Si può solamente immaginare la sorpresa di uno spettatore (o spettatrice) medio, attirato dalla presenza di Antonio Albanese e perciò assolutamente certo di farsi quattro risate, magari dimenticando le brutture della cronaca quotidiana. Al contrario è proprio con quel tipo di realtà che si confronta senza mezzi termini Cento domeniche, quinta opera dietro la macchina da presa del popolare attore.
Antonio (Albanese stesso), operaio specializzato in una ditta nautica nonché pensionato precoce a causa della crisi del settore, coltiva un sogno. Vedere la propria, unica, figlia convolare a nozze, pagando da parte sua un ricevimento all’altezza. E l’evento sembra materializzarsi quando la ragazza, molto assennata, fa il grande annuncio delle nozze. Antonio si reca in banca allo scopo di ritirare il denaro necessario ma viene convinto dall’affabile direttore ad investire l’intera cifra presente sul proprio conto (circa ottantamila euro) in azioni della banca medesima, ottenendo così la somma richiesta ad un tasso quasi gratuito, grazie agli interessi sulle azioni. Ma pochi sono al corrente del fatto che la banca in questione non naviga certo in buone acque…
Si potrebbe definire, senza timore di esagerazione, Cento domeniche una discesa all’inferno, scandita passo dopo passo. Un incipit descrittivo, che possiede il merito di farci entrare nel tranquillo microcosmo del protagonista. Il quale è separato da parecchi anni, ha un’amante occasionale, si prende cura della madre malata e coltiva i suoi hobbies con gli amici del posto. Insomma una vita relativamente tranquilla, tipica di una provincia sonnacchiosa. Almeno fino alla terremoto economico.

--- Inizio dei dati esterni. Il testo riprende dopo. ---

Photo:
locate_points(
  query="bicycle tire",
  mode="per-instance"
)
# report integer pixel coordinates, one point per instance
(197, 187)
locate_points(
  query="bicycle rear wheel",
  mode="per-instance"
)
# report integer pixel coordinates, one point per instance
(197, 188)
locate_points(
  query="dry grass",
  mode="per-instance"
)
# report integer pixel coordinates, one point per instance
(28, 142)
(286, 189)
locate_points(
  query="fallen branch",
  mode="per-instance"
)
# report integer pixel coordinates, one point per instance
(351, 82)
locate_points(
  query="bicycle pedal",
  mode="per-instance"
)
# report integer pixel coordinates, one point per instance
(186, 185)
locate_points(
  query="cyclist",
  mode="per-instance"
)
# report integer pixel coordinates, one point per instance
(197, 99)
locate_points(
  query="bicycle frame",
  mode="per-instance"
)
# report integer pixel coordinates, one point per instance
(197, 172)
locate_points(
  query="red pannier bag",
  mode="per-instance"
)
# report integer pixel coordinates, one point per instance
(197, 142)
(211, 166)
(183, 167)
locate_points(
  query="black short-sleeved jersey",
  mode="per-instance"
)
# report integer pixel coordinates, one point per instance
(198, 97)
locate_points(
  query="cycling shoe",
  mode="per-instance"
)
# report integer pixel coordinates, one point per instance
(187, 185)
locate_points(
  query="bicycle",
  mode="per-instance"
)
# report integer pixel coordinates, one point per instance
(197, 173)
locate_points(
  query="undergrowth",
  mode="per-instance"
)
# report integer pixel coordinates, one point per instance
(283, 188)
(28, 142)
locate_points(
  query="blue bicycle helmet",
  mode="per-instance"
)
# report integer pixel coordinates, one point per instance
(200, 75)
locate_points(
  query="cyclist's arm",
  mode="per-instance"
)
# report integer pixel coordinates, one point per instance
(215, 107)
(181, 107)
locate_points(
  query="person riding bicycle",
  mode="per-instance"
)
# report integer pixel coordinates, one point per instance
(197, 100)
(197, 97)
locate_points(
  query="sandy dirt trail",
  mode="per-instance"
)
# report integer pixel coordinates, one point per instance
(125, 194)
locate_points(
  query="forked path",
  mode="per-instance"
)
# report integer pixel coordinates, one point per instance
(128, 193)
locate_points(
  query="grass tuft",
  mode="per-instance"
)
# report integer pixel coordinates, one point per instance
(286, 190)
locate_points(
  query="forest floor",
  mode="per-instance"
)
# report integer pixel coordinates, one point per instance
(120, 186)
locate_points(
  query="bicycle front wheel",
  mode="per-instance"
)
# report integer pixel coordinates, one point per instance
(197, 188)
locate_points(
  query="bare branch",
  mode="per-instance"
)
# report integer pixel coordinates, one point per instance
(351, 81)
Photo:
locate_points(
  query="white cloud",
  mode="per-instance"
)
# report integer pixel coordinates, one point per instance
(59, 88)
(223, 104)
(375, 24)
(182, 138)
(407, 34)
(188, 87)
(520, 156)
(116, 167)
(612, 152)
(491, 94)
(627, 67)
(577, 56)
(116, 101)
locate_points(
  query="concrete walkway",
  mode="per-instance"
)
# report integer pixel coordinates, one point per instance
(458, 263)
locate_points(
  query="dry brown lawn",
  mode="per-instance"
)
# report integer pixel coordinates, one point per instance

Albanese sembra proprio aver assorbito la lezione dei maestri ai quali ha prestato la propria maschera da uomo comune – in primis il Gianni Amelio de L’intrepido – concentrandosi meritoriamente su coloro che non fanno notizia, vittime continue di qualcosa che viaggia ben al di sopra delle loro capacità di controllo. Sarebbe abbastanza azzardato definire Cento domeniche – titolo in apparenza ambiguo che si riferisce ai giorni festivi impiegati a costruire la casa di proprietà da parte di gente che si “è fatta da sé” – un’opera alla Ken Loach e tuttavia non siamo così distanti dall’illustre modello. Del celebre cineasta britannico manca forse la lucidità dell’analisi complessiva ma trattandosi di una vicenda narrata da un punto di vista personale, quello di Antonio, lo stesso appare un difetto trascurabile. Il protagonista assiste alla sfascio progressivo della propria e altrui esistenza e, giustamente, non capisce. Non comprende come gli altri, in senso lato, abbiano potuto tendergli una trappola così devastante, a lui che si è sempre fidato del prossimo. Proprio per tali motivi l’Albanese regista e cosceneggiatore accresce da un lato l’empatia verso il personaggio, dall’altro l’inquietudine nei confronti di una situazione del tipo “può accadere a chiunque”. Quasi un invito – a tratti ideologicamente un po’ confuso e venato di qualunquismo dettato dalla rabbia – a diffidare di un mondo le cui regole sono dettate da un capitalismo sempre più avido, incurante dei destini di persone trattate alla stregua di agrumi da spremere e gettare via.
Al di là dei difetti del lungometraggio, Antonio Albanese merita un sentito elogio. Perché ha avuto, con Cento domeniche, il coraggio di cambiare rispetto al cliché da lui abilmente costruito nel corso degli anni e perché chiunque abbia intenzione di vedere il film non potrà rimanere indifferente di fronte ad un epilogo forse ineluttabile – e perciò prevedibile – ma di certo destinato a rimanere impresso ben oltre il termine della visione.
Dopo il passaggio alla Festa del Cinema di Roma 2023 Cento domeniche avrebbe senza dubbio pieno diritto di penetrare le coscienze del pubblico. Anche con la violenza necessaria a suggerire ulteriori spunti di riflessioni. Nel bene e nel male.